Besides returning to an unfinished supplemental, lawmakers also must contend with raising the debt limit and with the consequences of not having a budget resolution--all of which present significant obstacles to the Appropriations committees and the leadership of each chamber.
"It has always been set up to be a difficult year," noted Senate Transportation Appropriations Subcommittee Chairwoman Patty Murray, D-Wash. Already, she has had to work out a deal included in the supplemental bill to fix how highway funds are determined. Now, as she begins writing the fiscal 2003 Transportation appropriations bill, Murray still faces having to up the ante on items such as homeland security--and even a possible Amtrak bailout.

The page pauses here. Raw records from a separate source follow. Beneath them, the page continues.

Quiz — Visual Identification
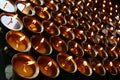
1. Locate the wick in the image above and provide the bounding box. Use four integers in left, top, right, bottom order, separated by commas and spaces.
3, 1, 8, 9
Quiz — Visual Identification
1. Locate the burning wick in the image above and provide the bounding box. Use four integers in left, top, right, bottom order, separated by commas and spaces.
7, 14, 18, 26
3, 1, 9, 9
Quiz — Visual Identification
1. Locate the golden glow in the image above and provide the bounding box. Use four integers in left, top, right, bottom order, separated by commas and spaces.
66, 28, 71, 32
66, 56, 73, 61
57, 13, 62, 16
43, 7, 48, 11
109, 61, 113, 67
40, 38, 45, 43
44, 61, 52, 70
27, 61, 35, 65
50, 22, 53, 26
26, 3, 31, 7
0, 1, 9, 9
83, 61, 88, 66
19, 36, 25, 41
88, 44, 91, 49
100, 47, 103, 51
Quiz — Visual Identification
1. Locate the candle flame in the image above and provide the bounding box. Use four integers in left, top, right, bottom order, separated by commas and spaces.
32, 20, 37, 24
100, 47, 103, 51
88, 44, 91, 49
66, 28, 71, 32
83, 61, 88, 66
0, 1, 9, 9
79, 30, 83, 34
109, 61, 113, 67
40, 38, 45, 43
75, 43, 78, 47
57, 13, 62, 16
50, 0, 54, 4
97, 63, 102, 67
43, 7, 48, 11
12, 14, 18, 19
27, 61, 35, 65
66, 56, 73, 61
19, 36, 25, 41
44, 61, 52, 70
26, 3, 31, 7
50, 22, 53, 26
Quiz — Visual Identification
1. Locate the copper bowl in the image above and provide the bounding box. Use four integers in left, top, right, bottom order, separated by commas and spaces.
11, 53, 39, 79
6, 31, 31, 52
37, 56, 60, 78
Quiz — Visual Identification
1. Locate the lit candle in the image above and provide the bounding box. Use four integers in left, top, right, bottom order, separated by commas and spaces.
31, 36, 52, 55
42, 20, 60, 36
0, 13, 23, 31
6, 31, 31, 52
103, 59, 118, 75
34, 6, 51, 20
57, 53, 77, 73
76, 57, 92, 76
94, 44, 108, 59
82, 41, 97, 57
23, 16, 44, 33
60, 25, 75, 40
68, 40, 84, 57
16, 1, 35, 16
52, 12, 67, 25
37, 56, 60, 78
0, 0, 17, 12
47, 0, 59, 11
89, 58, 106, 76
50, 36, 68, 52
113, 59, 120, 72
73, 28, 87, 42
11, 53, 39, 79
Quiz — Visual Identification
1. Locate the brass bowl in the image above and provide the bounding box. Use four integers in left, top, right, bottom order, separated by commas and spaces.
6, 31, 31, 52
57, 53, 77, 73
11, 53, 39, 79
0, 13, 23, 31
31, 35, 52, 55
23, 16, 44, 33
37, 56, 60, 78
75, 57, 93, 76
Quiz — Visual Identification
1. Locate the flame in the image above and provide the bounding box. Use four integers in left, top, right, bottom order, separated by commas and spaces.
83, 61, 88, 66
27, 61, 35, 65
44, 61, 52, 70
109, 61, 113, 67
66, 28, 71, 32
40, 38, 45, 43
50, 22, 53, 26
0, 1, 10, 9
43, 7, 48, 11
19, 36, 25, 41
26, 3, 31, 7
12, 14, 18, 20
66, 56, 73, 61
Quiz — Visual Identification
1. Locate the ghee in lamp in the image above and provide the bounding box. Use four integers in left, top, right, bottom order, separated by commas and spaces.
75, 57, 92, 76
11, 53, 39, 79
37, 56, 60, 78
31, 35, 52, 55
42, 20, 60, 36
50, 36, 68, 52
15, 0, 35, 16
0, 0, 17, 13
0, 13, 23, 31
23, 16, 44, 33
6, 31, 31, 52
57, 53, 77, 73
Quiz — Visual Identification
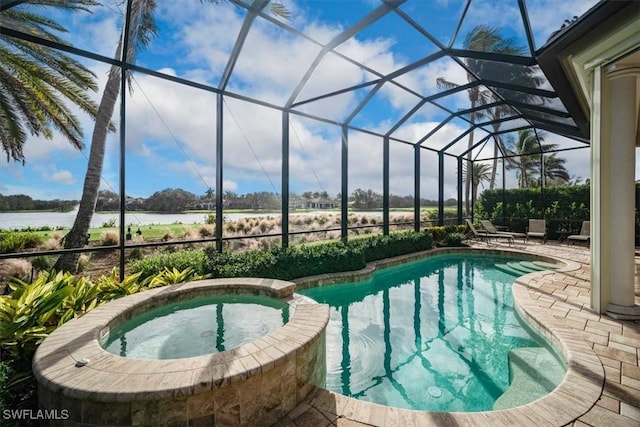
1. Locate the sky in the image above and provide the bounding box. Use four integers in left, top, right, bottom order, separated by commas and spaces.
0, 0, 595, 199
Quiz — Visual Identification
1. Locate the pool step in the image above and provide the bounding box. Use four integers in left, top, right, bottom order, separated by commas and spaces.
533, 261, 561, 270
507, 261, 541, 274
495, 264, 526, 276
493, 347, 566, 410
495, 261, 560, 276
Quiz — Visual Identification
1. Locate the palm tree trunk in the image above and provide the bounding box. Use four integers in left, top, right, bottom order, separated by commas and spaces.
54, 62, 122, 272
489, 135, 500, 190
464, 134, 473, 216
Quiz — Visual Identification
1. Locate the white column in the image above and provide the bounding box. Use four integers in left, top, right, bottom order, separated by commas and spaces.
594, 66, 640, 319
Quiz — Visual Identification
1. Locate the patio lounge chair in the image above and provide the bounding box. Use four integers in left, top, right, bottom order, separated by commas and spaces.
567, 221, 591, 243
527, 219, 547, 243
465, 219, 513, 246
480, 219, 527, 242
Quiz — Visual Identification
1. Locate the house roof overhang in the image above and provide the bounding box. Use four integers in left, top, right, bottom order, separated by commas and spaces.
536, 0, 640, 138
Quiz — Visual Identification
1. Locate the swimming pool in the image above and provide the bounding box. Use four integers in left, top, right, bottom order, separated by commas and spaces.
102, 295, 289, 359
300, 253, 566, 412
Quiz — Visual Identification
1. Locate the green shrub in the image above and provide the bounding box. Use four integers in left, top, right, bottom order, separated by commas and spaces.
349, 231, 433, 262
0, 231, 42, 254
205, 241, 366, 280
444, 233, 466, 247
129, 249, 207, 279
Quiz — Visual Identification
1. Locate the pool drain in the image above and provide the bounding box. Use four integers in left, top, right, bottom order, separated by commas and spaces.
427, 386, 442, 399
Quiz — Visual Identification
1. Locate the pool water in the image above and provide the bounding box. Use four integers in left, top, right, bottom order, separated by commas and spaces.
300, 254, 566, 412
102, 295, 289, 359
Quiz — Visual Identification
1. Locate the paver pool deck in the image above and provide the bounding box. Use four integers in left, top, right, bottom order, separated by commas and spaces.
275, 242, 640, 427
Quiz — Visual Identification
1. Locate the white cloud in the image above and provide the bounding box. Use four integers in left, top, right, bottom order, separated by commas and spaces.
0, 0, 616, 206
51, 170, 75, 185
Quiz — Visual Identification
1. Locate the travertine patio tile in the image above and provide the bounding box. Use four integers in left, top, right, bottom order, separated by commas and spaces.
620, 402, 640, 423
579, 405, 637, 427
581, 332, 609, 345
609, 334, 640, 353
622, 323, 640, 340
622, 363, 640, 380
593, 344, 637, 364
609, 338, 637, 354
604, 365, 620, 384
563, 313, 587, 331
584, 326, 611, 340
602, 382, 640, 407
293, 407, 331, 427
596, 394, 620, 413
620, 375, 640, 393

"As soon as we have a number, I will work diligently to get a bill ... but [the House debate over the supplemental] makes me wonder whether the House members are willing to compromise," Murray said. "I hope they are."
Indeed, the biggest question facing appropriators in both chambers is the stark difference in what the two sides will use as their base mark to determine the allocations for the 13 spending bills. Without a concurrent budget resolution, each chamber likely will rely on its own "deeming resolution" to set a total dollar figure for 2003.

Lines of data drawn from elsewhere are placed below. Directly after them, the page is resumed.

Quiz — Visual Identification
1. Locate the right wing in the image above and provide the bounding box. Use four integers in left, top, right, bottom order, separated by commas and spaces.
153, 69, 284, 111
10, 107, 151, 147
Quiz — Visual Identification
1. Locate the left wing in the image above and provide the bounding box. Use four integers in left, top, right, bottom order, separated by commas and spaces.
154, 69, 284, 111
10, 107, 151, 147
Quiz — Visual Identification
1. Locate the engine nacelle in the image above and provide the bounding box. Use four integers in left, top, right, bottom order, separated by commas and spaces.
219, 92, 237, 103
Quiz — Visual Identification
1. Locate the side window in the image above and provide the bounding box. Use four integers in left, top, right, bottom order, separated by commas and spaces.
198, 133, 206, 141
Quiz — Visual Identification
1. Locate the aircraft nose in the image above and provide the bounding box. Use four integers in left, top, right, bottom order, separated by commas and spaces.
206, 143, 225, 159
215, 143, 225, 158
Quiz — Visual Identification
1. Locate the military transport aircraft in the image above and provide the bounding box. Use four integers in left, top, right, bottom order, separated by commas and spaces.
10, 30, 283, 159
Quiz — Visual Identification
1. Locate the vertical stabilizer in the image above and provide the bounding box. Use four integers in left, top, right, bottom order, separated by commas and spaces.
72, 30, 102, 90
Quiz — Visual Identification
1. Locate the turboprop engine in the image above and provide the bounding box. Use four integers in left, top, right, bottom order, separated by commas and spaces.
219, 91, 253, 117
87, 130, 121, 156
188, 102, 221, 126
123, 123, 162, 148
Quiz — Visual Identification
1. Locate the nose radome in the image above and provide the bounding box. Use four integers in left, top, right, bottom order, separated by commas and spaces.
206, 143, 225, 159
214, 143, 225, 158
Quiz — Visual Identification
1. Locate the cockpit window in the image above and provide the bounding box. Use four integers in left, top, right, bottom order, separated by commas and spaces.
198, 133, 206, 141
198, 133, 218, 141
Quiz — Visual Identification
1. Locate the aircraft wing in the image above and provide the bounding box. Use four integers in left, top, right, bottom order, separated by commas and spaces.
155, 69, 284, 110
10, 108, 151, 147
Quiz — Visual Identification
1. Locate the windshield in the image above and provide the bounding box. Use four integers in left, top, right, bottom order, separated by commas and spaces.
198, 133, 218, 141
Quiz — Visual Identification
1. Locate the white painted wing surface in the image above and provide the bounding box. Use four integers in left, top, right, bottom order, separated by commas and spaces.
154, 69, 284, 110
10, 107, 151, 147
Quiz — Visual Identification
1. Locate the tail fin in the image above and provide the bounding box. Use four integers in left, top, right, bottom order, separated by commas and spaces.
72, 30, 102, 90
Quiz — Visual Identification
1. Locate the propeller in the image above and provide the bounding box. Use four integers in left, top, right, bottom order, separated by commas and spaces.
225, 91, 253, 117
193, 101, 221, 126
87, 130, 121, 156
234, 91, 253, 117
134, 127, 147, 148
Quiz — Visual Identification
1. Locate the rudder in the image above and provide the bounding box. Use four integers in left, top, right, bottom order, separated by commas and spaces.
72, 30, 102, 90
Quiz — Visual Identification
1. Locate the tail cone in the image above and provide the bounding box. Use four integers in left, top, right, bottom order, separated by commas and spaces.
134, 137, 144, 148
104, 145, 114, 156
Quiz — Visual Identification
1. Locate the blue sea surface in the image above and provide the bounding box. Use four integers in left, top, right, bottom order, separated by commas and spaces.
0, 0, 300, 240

In the House, appropriators are looking to mark up their allocations with the figure of $749 billion, nearly $20 billion less than what Senate Appropriations Committee Chairman Robert Byrd, D-W.Va., said Thursday he was likely to use.
The difference is that the Senate budget resolution does not set aside $10 billion in a defense contingency fund as the House did. Nor does it assume the $9 billion accounting change in President Bush's budget and the House resolution.

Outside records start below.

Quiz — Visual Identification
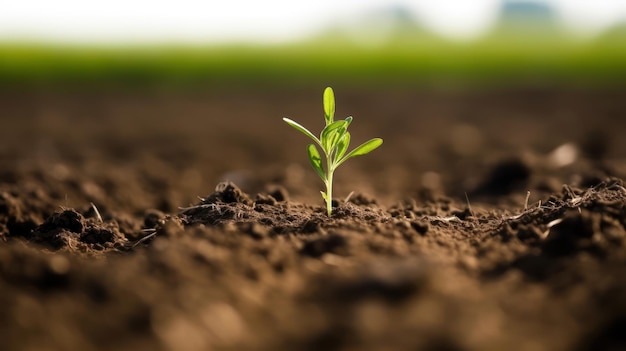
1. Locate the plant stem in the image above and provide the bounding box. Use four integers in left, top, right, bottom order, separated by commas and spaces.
326, 155, 335, 217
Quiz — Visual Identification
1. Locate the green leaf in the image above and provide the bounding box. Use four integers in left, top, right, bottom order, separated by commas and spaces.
335, 131, 350, 160
306, 144, 326, 182
320, 121, 347, 155
324, 87, 335, 125
283, 118, 322, 146
335, 138, 383, 167
320, 191, 328, 201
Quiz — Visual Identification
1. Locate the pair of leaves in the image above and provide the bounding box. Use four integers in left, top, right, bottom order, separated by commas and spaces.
307, 136, 383, 182
283, 87, 383, 216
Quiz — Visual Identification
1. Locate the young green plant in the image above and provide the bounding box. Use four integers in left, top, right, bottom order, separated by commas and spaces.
283, 87, 383, 216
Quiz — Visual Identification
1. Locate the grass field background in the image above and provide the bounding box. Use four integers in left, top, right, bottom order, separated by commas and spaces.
0, 31, 626, 88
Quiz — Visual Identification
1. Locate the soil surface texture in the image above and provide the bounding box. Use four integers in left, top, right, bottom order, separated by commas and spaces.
0, 87, 626, 351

House appropriators groused at the House leadership's decision this week to go forward with the $749 billion figure in the deeming resolution attached to the House supplemental, arguing it would cause more problems than not.
"It's going to be really hard to pass our bills," said House VA-HUD Appropriations Subcommittee Chairman James Walsh, R-N.Y.
Appropriators pressed the House leadership to let them use the Senate figure of $768 billion to mark up its bills, but pressure from conservatives thwarted that idea.
The outcome, Walsh said, is that appropriators will have to pass bills on Republican votes alone--and eventually bills will get backed up because they cannot be sent to conference with their more expensive Senate counterparts.
With a midterm election approaching, pressure to finish and go home for the year could lead to the dreaded year-end omnibus scenario--which Walsh said could force lawmakers to accept a total even higher than $768 billion.
"When we get into the omnibus, it's going to get more expensive--far more expensive than the budget resolution--because the committee tends to lose control," said Walsh, recounting omnibus situations of years past.
Also of concern to House appropriators is protecting their own legislators' interest. While the White House has complained repeatedly about earmarking money in spending bills for lawmakers' projects, appropriators say the earmarking is a necessary evil, as Republicans maneuver to protect vulnerable lawmakers in the November elections.
"With leaner bills, you disadvantage yourself against Senate products," said a House Appropriations Committee staff member.
While the Senate will have an easier time marking up bills this summer, the concern is that without proper enforcement procedures, Senate bills could grow well above their initial allocations, throwing that chamber into chaos as well.
Sen. Judd Gregg, R-N.H., a member of the Appropriations Committee, said he would press in a Senate deeming resolution to institute some type of spending caps and set budget enforcement mechanisms.
"If we can do that, then a lot of things fall into place rather quickly," Gregg said.
But Byrd balked at some of Gregg's ideas during this week's Senate markup of the budget resolution, and his opposition will make it difficult for any sort of multiyear spending cap or broad new enforcement procedures.
Still, it may be to the appropriators' advantage to have some sort of budget enforcement--even if it is not as strict as Gregg and his allies might like. Without it, floor amendments to increase popular programs such as health and education spending could throw appropriations bills far over their initial allocations.
"It could be like the Oklahoma land rush," Gregg noted. "Who knows?"
Meanwhile, the endgame is likely to rest in the hands of the House and Senate leadership teams, who have not been on the best of terms lately. Still, Senate Majority Leader Tom Daschle, D-S.D., sang a happy tune Thursday when asked about the upcoming budget wars between the House and the Senate.
The difference in the two numbers "is not that big a gap," Daschle said. "I think we can address that."